We present a novel task and benchmark for evaluating the ability of text-to-image(T2I) generation models to produce images that fit commonsense in real life, which we call Commonsense-T2I. Given two adversarial text prompts containing an identical set of action words with minor differences, such as "a lightbulb without electricity" v.s. "a lightbulb with electricity", we evaluate whether T2I models can conduct visual-commonsense reasoning, e.g. produce images that fit "the lightbulb is unlit" vs. "the lightbulb is lit" correspondingly. Commonsense-T2I presents an adversarial challenge, providing pairwise text prompts along with expected outputs.
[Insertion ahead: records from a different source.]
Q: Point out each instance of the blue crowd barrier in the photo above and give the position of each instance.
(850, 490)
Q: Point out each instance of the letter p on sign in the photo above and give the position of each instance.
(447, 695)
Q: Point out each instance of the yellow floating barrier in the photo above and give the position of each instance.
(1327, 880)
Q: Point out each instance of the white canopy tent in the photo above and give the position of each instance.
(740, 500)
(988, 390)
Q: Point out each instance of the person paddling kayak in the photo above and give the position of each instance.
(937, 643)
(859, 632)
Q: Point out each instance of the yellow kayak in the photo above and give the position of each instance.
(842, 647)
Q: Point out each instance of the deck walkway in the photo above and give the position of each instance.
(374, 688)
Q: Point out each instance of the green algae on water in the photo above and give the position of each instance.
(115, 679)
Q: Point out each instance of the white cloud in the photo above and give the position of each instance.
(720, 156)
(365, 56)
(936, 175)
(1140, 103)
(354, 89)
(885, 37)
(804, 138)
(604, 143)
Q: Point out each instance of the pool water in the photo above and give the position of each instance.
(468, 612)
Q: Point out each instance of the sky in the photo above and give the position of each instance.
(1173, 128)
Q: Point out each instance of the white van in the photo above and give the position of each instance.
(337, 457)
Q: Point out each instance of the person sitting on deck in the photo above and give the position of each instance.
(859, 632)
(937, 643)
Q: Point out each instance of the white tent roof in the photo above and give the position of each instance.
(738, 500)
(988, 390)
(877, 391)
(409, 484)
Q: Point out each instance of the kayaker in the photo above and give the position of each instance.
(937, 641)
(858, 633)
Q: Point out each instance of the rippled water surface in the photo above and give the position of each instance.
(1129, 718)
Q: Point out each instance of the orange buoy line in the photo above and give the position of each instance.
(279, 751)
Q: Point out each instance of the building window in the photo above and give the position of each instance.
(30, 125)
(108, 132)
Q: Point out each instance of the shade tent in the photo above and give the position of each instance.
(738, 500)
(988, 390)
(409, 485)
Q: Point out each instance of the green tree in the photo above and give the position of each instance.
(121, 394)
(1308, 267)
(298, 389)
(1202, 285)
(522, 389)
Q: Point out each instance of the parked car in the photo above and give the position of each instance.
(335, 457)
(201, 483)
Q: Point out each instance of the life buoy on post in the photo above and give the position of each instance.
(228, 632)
The dataset is carefully hand-curated by experts and annotated with fine-grained labels, such as commonsense type and likelihood of the expected outputs, to assist analyzing model behavior. We benchmark a variety of state-of-the-art (sota) T2I models and surprisingly find that, there is still a large gap between image synthesis and real life photos--even the DALL-E 3 model could only achieve 48.92% on Commonsense-T2I, and the stable diffusion XL model only achieves 24.92% accuracy. Our experiments show that GPT-enriched prompts cannot solve this challenge, and we include a detailed analysis about possible reasons for such deficiency. We aim for Commonsense-T2I to serve as a high-quality evaluation benchmark for T2I commonsense checking, fostering advancements in real life image generation.